Mailjet Team


Some folks create a domain name (dedicated to email campaigns) linked to a non-functional, non-existent website. A good example is when an individual clicks on mynewsletter.ext and it doesn’t take you to an actual website (yet the email address noreply@mynewsletter.ext is still used as a sender address), but the user arrives at a blank page (or a 404 error page, etc).

Deliverability Tip- Identity behind a sending domain name


Good news, this practice is very bad for at least 3 strong reasons:

–   a domain name without a website is a characteristic which portrays suspicious anomalous behaviour – normally used by spammers & phishers;

–   this affects the legitimacy of your email, which makes it harder to be verified by a recipient’s servers

–   anti-spam filters & the average internet user may perceive your email as phish


–   Create an easy-to-understand website with clear information that explains more about you/your entity

–   Ensure that the sending domain’s whois records are public, and identify your business.
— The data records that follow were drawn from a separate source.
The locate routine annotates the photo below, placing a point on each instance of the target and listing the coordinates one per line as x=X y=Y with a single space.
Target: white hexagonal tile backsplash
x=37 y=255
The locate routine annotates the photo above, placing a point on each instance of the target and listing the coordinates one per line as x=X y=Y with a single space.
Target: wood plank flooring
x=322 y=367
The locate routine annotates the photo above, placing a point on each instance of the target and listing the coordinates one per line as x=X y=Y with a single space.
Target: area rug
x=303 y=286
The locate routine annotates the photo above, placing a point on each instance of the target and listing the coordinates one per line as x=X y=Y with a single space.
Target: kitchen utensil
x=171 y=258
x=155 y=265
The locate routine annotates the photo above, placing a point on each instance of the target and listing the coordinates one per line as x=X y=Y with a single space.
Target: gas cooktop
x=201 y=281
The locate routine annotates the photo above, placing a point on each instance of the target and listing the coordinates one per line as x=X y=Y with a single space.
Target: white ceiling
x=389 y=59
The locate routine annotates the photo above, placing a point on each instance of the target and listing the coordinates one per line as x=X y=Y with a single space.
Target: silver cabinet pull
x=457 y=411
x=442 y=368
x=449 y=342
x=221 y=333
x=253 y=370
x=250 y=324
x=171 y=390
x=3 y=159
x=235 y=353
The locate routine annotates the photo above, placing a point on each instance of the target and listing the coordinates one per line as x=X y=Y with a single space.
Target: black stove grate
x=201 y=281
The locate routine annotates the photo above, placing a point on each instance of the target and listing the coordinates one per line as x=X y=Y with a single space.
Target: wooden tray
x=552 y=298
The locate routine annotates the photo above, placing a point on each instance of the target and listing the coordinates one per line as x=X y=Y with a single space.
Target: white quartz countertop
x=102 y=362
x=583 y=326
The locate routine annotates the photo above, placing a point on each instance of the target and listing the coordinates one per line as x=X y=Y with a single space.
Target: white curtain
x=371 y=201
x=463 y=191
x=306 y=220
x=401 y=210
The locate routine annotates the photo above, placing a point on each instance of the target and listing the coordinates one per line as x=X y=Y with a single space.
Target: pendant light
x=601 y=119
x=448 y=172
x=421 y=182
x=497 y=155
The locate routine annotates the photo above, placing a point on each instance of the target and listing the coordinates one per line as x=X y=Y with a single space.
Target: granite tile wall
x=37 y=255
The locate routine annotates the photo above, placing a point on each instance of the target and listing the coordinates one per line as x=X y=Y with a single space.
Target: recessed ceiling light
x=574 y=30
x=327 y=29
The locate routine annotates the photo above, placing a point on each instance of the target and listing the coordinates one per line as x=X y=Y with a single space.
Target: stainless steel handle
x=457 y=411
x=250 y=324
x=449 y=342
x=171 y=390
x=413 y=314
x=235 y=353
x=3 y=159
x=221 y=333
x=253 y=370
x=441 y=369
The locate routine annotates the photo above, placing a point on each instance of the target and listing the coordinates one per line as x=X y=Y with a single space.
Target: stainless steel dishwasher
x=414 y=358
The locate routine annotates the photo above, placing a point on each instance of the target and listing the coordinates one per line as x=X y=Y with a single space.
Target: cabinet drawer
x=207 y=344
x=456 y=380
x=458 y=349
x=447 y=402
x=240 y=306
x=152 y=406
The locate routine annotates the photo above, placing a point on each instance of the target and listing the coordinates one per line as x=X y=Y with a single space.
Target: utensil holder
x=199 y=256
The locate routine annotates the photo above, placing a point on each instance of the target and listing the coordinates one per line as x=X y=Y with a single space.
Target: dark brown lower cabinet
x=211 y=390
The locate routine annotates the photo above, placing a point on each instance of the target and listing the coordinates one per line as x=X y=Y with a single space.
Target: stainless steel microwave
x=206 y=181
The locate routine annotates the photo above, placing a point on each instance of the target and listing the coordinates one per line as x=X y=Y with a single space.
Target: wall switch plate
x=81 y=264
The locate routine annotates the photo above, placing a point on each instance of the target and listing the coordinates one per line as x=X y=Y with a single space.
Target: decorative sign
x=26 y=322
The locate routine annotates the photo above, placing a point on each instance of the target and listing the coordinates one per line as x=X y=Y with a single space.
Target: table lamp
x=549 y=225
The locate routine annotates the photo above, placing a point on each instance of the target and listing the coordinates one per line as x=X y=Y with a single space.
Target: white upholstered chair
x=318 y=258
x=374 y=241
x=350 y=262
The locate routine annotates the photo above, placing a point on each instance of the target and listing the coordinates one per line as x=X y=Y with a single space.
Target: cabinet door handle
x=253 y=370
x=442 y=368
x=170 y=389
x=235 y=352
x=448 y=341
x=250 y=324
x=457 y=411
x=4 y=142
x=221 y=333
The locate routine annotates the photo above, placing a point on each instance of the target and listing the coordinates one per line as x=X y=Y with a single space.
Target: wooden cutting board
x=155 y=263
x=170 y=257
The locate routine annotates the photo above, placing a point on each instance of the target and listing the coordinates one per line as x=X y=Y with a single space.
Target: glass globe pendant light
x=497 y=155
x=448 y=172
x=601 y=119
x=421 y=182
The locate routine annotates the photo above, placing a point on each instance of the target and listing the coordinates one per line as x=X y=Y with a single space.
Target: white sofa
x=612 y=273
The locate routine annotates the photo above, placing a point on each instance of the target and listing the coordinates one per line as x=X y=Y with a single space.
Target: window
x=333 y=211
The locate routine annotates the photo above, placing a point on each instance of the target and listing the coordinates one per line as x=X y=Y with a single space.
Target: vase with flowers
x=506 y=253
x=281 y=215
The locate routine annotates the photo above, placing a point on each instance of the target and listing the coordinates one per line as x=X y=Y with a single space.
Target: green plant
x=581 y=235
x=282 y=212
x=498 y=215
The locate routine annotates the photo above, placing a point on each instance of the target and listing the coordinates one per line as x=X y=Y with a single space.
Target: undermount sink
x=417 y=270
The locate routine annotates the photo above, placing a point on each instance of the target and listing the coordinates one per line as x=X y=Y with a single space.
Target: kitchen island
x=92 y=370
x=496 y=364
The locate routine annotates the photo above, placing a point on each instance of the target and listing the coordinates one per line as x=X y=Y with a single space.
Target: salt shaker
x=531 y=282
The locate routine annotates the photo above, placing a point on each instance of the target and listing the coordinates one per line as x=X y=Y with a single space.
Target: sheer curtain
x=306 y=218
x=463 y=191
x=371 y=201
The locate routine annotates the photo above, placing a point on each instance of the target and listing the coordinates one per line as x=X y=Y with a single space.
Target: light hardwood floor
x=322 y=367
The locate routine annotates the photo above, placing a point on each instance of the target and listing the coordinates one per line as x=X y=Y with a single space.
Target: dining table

Stay away from publishing private whois information.

–   Add an extra layer of “trust” by implementing at least SPF & DKIM email authentication techniques to validate your identity. SPF curbs domain spoofing, while                 DKIM prevents spammers from forging source addresses.

Conclusion: Always distinguish yourself from spammers by ensuring that the domain name you use in your emails allows user to verify your identity.